EJEA (ZARAGOZA), 27 (EUROPA PRESS)

Un rayo provocó el pasado sábado, 25 de abril, importantes destrozos en la iglesia y en la Casa Consistorial del pueblo ejeano de Farasdués. Los daños en estos edificios podrían alcanzar los 100.000 y 24.000 euros, respectivamente, según explicó hoy el alcalde de Farasdués, Juan Miguel Alastuey, en declaraciones a Europa Press.

El edil recordó que el pasado sábado, en torno a las 21.45 horas, "cayó una fuerte tormenta eléctrica y uno de los rayos golpeó el capitel de la torre, de forma piramidal y de piedra maciza, y lo partió por la mitad", de manera que comenzaron a caer piedras en el tejado del templo y en la Casa Consistorial, edificio situado al lado de la iglesia.

Alastuey precisó que el interior del templo está intacto, pero el rayo rompió "toda la instalación eléctrica, el sistema de llamamiento de las campanas, saltaron los limitadores" y causó desperfectos en el exterior del templo y en su entorno.

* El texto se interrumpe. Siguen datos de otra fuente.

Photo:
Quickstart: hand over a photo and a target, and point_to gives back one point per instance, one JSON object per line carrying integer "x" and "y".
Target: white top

En el Ayuntamiento, que está justo al lado, "se hundió todo un lateral del tejado" y hubo afecciones en el sistema de electricidad, algo que también ocurrió en la sede de la Fundación Farasdués.

Técnicos del Ayuntamiento de Ejea, de quien depende este municipio, ya han comenzado a evaluar los daños que ha provocado esta tormenta en el pueblo de Farasdués y, aunque todavía no hay una cifra definida, los destrozos podrían alcanzar los 100.000 euros en la iglesia, que se rehabilitó hace apenas seis años, y los 24.000 euros en la Casa Consistorial, donde hay que reparar 60 metros de tejado.

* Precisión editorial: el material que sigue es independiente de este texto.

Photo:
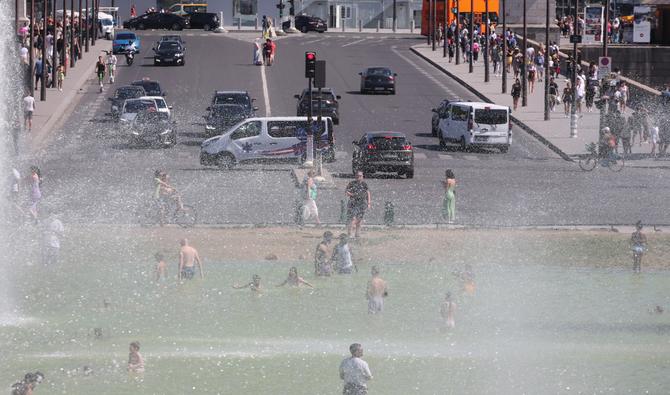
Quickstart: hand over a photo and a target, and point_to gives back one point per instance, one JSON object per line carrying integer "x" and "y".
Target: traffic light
{"x": 310, "y": 64}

Para acometer estos trabajos, "hablaremos con las instituciones para ver si con las ayudas de urgencia, que suelen prever en sus presupuestos, podemos comenzar a reparar los daños". En este caso, la primera obra que se ejecutará será la reparación del Consistorio, para tenerlo "en condiciones en el menor tiempo posible".

VIBRÓ TODO EL PUEBLO

El alcalde de Farasdués, Juan Miguel Alastuey, aseguró que el rayo fue de tal intensidad y estruendo que "vibró todo el pueblo", y estropeó también antenas, televisiones y ordenadores de los vecinos. De hecho, de los sesenta vecinos que habitan en este núcleo, al menos quince familias han sufrido problemas en sus aparatos eléctricos debido a la tormenta y a la caída del rayo.

Por fortuna, ninguna persona resultó herida, aunque algunas sí pudieron experimentar en primera persona el efecto de un rayo. Como ejemplo, "a un compañero que trabajaba con un ordenador le entró una chispa por una mano y le salió por la otra".

"El ordenador se rompió, pero a él no le pasó nada", apuntó Alastuey. Asimismo, a una de las vecinas que en ese momento estaba lavando la vajilla, "le dio una leve descarga y estuvo a punto de caer al suelo".

Además, "tuvimos suerte" porque al producirse este suceso por la noche no había vecinos en las proximidades de la iglesia, donde hay una plaza en la que juegan los niños, y eso "nos salvó de tener una desgracia gordísima".